Private//Unhackable )

[ooc: Frustrated Boyfriend is Frustrated. And Kaoru-mun, you can consider Kaoru as good as taddled on; when you want to have ur detention is up to youuuu~ Fakir's all sldfkndgdlfGAHHH because of this poison ivy incident and Kaoru knowing (from Ahiru, whut.) plus he accidentally told ITACHI that Rue knows and they've spoken to each other. (Add Kyro, you got all his most hated ppl right thar. =D;;) Mood shows as 'calm' and icon shows as 'whatever glance', both are relatively easy to hack, (not that he's going to explain why XD;), the strike is difficult to hack, and the strike in the private to Kaoru part is left intentionally hackable. ...And the Ahiru tag has finally beaten the Mytho tag, whut.]

Eighteenth Incantation

  • Sep. 23rd, 2007 at 6:10 AM
Slytherin // Snakes on an icon
[Private//Unhackable]

...She's...clearly decided who she cares about upsetting. And...I can't blame her in the least. It...it shouldn't even surprise me. I was an idiot for thinking she could care about me over Mytho...an idiot for even thinking it could work, an idiot for trying to get close to her. I simply caused her unnecessary strife and pain...just like everyone else I care about. As if...as if I have any right to criticize how others treat her. Somehow...I foolishly thought that things would be different with her, that I could avoid to hurting her, that I knew best as usual, all the while being blinded to how it would affect her.

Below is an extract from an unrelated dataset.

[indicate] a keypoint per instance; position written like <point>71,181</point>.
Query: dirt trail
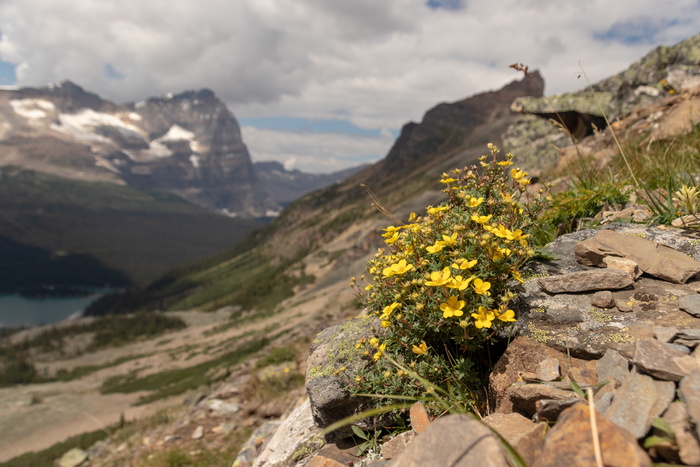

How long did I think it could really last? Telling her that we'd see each other at night and trying to keep it to ourselves; I didn't think it'd riddle her with doubt, I didn't think that anyone else would get involved, I didn't...think. I just...didn't think at all. And now...she doesn't seem to want anything to do with me...Mytho and I can barely hold a conversation...and they...what would they think? After...after nearly 8 years, and I still haven't been able to escape this abominable fate. It's...almost ironic that a festival would fall on the same day, the same day they were gone, around the same time everything manages to fall apart. Hn. 'There is no armor against fate' indeed. ...And I sent out one of those silly...if I'd noticed how she felt sooner, I wouldn't have...but...that's my fault for making assumptions and being completely oblivious to her feelings.

If...if she wants to be with Mytho...then fine. I have no right to be upset about it. And I'm not.

[ooc: Why hullo thar emo pants. This stems from the combination of Ahiru's hesitation and also the anniversary of his parents' deaths falling on the festival day. (Why yes, I am a cruel mun~).]